Desmond's flashbacks took place in 1996. We finally got a peek into his military days, and I don't think we've seen the last of that story; we still don't know how he wound up in military prison. After receiving some cryptic instructions from Daniel Faraday, Desmond sought out the Island-past version of the quirky freighter physicist. Their encounter had a Marty McFly-Doc Brown meet-cute vibe to it. Faraday, we learned, is obsessed with time travel, and with Desmond's help, he was able to fine-tune his consciousness-transfer/time-travel device. One unfortunate side effect: death by brain aneurism. Oxford-era Faraday told Desmond that in order to keep sane amid this uncontrollable quantum leaping, he needed to tether himself emotionally to something that bridges the past and present — a constant. Desmond, natch, picked Penelope, giving the episode an unabashed romantic vibe that had my wife in tears. If I hadn't been experiencing a profound state of physical ickiness, I might have been squirting tears instead of coughing up phlegm.
Upon finishing that last sentence, I passed out for 30 minutes — kinda like the way Minkowski collapsed whenever he flashed. Poor Minkowski: He went the way of Faraday's lab rat, Eloise, and died from a killer nosebleed.
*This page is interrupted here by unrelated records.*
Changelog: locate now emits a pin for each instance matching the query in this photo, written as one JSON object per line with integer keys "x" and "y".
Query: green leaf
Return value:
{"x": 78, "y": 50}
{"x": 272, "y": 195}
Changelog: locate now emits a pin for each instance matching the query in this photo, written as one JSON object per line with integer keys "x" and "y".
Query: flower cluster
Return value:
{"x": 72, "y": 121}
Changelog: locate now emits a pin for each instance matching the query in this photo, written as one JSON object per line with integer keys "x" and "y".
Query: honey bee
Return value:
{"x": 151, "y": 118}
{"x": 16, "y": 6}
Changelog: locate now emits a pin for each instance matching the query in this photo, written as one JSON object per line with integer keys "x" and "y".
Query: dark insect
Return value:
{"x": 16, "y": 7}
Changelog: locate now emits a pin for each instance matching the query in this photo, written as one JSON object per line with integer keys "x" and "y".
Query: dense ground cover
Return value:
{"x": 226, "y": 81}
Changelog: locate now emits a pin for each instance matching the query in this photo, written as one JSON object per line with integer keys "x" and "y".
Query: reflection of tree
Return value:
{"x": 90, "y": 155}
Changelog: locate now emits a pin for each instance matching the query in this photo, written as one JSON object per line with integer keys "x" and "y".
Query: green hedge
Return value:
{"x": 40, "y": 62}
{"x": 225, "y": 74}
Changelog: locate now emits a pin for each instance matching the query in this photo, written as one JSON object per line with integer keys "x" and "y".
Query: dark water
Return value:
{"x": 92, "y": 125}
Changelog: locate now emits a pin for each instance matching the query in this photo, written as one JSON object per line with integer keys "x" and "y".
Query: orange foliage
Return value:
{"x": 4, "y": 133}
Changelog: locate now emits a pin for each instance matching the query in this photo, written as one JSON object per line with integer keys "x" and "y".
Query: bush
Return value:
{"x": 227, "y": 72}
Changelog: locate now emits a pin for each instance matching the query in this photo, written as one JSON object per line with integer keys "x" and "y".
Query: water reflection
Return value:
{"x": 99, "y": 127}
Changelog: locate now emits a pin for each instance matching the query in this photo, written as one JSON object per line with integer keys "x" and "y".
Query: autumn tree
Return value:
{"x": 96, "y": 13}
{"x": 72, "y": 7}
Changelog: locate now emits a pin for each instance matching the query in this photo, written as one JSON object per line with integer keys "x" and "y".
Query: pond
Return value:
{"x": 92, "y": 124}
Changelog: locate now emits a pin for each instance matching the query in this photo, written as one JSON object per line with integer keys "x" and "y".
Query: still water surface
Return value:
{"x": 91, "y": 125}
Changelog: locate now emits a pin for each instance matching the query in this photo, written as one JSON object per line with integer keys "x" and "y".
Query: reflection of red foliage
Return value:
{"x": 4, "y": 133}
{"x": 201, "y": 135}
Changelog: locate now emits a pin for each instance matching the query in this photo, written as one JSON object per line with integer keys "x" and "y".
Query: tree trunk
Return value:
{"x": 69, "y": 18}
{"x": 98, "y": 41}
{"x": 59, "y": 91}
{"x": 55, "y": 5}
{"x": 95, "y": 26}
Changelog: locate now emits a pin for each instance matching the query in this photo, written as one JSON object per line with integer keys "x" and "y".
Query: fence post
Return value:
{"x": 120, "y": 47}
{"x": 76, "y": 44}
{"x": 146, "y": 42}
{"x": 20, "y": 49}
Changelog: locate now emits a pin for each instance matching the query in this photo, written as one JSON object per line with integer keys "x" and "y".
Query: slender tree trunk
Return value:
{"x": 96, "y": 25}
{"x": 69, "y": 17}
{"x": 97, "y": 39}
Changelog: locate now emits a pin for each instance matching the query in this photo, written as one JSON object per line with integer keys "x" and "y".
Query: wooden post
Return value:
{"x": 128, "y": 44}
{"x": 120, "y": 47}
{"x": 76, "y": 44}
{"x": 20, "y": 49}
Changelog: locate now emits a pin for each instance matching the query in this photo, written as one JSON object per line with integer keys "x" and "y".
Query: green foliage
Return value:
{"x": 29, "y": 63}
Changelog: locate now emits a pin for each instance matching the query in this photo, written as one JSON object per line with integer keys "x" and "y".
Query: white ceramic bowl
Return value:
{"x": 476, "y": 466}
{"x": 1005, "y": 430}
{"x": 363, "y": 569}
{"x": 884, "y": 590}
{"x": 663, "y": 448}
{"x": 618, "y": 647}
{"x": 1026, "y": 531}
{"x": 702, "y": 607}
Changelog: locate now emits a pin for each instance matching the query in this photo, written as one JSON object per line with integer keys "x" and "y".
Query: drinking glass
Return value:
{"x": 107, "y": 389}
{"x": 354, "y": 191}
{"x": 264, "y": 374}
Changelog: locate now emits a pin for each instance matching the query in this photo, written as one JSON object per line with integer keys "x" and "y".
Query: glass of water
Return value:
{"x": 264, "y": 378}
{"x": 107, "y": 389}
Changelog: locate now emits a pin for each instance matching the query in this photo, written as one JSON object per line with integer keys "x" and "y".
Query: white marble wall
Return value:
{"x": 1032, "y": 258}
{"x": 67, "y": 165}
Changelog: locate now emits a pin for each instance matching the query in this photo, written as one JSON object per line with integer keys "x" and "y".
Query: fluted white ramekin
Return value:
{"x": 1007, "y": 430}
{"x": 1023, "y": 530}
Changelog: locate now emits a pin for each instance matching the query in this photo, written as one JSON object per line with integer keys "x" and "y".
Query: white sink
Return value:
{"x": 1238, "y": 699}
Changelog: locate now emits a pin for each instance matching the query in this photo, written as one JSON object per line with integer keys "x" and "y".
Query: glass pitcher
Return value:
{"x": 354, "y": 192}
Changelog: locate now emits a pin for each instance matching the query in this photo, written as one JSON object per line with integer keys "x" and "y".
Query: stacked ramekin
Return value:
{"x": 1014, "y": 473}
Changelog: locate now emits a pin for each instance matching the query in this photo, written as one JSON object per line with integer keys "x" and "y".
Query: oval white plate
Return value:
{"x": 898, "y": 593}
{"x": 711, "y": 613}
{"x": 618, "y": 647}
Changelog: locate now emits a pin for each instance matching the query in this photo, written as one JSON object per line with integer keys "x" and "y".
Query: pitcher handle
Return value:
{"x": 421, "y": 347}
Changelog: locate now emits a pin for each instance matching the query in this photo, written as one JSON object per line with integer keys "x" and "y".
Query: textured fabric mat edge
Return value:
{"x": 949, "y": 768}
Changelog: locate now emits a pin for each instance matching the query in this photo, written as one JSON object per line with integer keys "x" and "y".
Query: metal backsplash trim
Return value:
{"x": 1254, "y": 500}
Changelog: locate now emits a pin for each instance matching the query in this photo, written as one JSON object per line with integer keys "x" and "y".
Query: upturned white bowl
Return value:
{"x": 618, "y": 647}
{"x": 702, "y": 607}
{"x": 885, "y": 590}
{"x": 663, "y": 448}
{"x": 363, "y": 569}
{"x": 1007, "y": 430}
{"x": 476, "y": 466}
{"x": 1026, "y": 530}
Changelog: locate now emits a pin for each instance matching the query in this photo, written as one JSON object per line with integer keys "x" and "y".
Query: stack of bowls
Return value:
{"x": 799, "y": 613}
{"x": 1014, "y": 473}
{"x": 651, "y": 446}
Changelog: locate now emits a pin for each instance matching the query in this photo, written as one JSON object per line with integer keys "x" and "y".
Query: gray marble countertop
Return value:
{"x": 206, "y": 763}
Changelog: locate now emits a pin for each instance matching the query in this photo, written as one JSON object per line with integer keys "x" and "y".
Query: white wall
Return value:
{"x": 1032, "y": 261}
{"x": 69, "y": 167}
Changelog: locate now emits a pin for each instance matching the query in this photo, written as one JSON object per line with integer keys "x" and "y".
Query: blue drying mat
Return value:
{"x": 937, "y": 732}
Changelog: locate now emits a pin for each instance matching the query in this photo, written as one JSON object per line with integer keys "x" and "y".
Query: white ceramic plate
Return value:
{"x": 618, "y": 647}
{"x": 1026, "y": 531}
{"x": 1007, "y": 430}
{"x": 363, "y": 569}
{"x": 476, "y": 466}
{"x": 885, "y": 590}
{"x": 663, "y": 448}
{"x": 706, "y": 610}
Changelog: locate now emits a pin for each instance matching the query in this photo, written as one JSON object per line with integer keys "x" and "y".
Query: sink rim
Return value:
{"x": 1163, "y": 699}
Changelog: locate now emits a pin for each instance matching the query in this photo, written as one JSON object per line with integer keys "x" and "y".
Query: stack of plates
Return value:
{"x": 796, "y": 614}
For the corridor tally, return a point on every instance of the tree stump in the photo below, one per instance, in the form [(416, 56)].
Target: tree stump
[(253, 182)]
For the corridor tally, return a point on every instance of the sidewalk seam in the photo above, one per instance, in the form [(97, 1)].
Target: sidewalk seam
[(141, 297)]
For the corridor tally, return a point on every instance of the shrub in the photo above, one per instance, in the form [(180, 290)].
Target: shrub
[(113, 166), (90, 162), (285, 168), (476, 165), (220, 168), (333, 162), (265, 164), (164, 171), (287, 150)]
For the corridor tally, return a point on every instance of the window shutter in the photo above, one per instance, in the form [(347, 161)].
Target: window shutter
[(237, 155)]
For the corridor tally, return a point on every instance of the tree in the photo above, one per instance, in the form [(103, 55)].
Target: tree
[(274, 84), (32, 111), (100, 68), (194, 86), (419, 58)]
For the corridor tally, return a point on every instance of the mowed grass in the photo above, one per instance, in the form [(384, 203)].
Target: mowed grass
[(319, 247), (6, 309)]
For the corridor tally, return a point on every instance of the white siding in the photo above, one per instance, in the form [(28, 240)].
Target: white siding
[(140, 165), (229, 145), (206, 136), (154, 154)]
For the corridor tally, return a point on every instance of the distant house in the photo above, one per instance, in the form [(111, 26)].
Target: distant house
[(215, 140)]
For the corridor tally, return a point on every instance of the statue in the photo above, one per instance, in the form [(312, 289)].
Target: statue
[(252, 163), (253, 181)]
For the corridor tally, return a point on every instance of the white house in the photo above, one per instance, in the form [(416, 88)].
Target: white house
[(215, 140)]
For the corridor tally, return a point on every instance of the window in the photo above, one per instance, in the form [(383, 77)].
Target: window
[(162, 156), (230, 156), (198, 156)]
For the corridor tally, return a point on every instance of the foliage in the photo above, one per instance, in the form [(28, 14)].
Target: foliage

And I was looking forward to the Fisher Stevens experiment, too.
The Black Rock ledger
Continuing Lost's renewed interest in everyone's favorite beached slave ship in season 4, Desmond sought out Penelope's father, Charles Widmore, in order to learn her whereabouts. He found Widmore at an auction house, bidding on the ledger to the Black Rock. Why was Widmore so interested in the ledger? I don't think it's a simple matter of treasure hunting. I think Widmore thinks the ledger includes info on the Island's location. He wants either to find it or to prevent others from doing so. Another theory: Buying the ledger was designed to create the appearance of being interested in searching for the Black Rock. I wonder if he was setting that salvage vessel up to find the (faux) wreckage of Oceanic 815. Yes, I am saying that Widmore is one of the main puppet-master villains of Lost; he has traded off of forbidden knowledge of the future to build his wealth. In other words, he's Biff from Back to the Future 2.
The show ended with an emotional climax as Desmond made good on his promise to Penny to call her on Christmas Eve, 2004. (I guess that means next week's installment will be the very special Christmas episode of Lost. Also, isn't there supposed to be a tsunami occurring in the Lostverse about this time?) Yet as I watched Des and Pen declare their love for each other, I couldn't help wondering if we're being set up for a tragic finale. Wouldn't it stink if, in the end, just as Des and Pen were about to reunite, he suddenly collapsed from a killer nosebleed?
Okay, that's all I got in me, so I'm off to bed. Some other burning questions: What's up with Faraday's own spotty memory of his Desmond encounter? And what do you think his note about making Desmond his own constant meant? Post away!